Development and fabrication of a sustainable and recyclable COF-366-LP@Cu modified SPE electrode for the enantioselective electro-carboxylation of 1-phenylethan-1-ols to synthesize (S)-2-phenylpropanoic acid derivatives under mild reaction conditions

Abstract

Carbon dioxide (CO₂), a major industrial by-product, poses significant environmental challenges, highlighting the need for efficient strategies to convert it into value-added products. Although extensive research has explored chemical and electrochemical CO₂ utilization, many existing methods rely on toxic reagents, costly metals, and harsh reaction conditions, limiting their scalability and commercial applicability.
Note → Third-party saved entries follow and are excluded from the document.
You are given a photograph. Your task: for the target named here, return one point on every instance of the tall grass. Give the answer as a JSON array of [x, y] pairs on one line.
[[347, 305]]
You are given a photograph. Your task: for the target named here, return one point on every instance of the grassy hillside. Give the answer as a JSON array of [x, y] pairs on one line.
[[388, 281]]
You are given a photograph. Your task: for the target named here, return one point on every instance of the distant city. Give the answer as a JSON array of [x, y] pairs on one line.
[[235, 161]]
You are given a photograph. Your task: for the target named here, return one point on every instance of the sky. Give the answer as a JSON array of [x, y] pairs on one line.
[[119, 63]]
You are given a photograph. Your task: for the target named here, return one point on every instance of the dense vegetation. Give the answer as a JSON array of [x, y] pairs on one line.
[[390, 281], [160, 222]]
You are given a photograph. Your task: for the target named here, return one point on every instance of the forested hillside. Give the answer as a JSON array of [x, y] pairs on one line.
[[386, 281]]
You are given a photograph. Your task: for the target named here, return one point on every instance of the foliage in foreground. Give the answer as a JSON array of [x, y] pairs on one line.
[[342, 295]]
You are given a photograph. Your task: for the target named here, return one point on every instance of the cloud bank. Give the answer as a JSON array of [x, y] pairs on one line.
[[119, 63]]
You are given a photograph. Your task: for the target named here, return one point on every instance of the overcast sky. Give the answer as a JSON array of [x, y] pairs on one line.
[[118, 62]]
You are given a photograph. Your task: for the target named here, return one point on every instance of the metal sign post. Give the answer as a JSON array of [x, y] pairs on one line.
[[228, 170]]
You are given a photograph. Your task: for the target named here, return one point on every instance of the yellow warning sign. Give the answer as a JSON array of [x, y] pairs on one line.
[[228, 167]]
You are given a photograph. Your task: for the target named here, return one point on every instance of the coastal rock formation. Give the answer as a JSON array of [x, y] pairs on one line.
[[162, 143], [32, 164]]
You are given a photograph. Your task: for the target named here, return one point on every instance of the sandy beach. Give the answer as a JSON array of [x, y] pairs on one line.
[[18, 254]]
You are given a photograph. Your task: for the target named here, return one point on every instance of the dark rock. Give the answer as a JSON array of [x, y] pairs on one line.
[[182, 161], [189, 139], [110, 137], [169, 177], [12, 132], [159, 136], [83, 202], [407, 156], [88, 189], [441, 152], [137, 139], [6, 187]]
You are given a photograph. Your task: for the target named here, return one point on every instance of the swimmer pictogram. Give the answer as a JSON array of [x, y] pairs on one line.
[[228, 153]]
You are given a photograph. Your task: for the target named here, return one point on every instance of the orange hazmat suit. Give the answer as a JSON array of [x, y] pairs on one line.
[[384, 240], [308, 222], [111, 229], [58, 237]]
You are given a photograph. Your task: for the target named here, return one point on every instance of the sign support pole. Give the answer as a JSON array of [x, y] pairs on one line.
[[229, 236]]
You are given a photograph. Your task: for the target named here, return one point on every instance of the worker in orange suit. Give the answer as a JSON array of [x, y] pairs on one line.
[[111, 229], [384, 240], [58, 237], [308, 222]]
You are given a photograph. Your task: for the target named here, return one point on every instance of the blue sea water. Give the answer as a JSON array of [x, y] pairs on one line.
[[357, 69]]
To address these challenges, this study develops a novel enantioselective electrocatalytic system using COF-366 modified with L-proline and coated with low-cost Cu metal, overcoming limitations of prior methods that rely on toxic reagents, expensive metals, and harsh conditions. The integrated design leverages COF-366 as a CO₂ adsorptive matrix, Cu as the active catalytic center, EG/ChCl as a dual solvent-electrolyte, and L-proline as the chiral inducer, enabling efficient electro-organic carboxylation of 1-phenylethan-1-ols 1(a-m) with CO₂ 2(a) to yield phenylpropanoic acid derivatives 3(a-m) with 90–97% yields under mild, sustainable conditions of room temperature, atmospheric pressure, 1-hour reaction time, and 10 mA applied current. The COF-366-LP@Cu catalyst and EG/ChCl DES exhibit excellent reusability over 10 cycles with minimal activity loss and are comprehensively characterized by FT-IR, SEM, EDS, BET, TGA, XPS, and CV, while products are confirmed via melting point, ¹H/¹³C NMR, and CHN elemental analyses.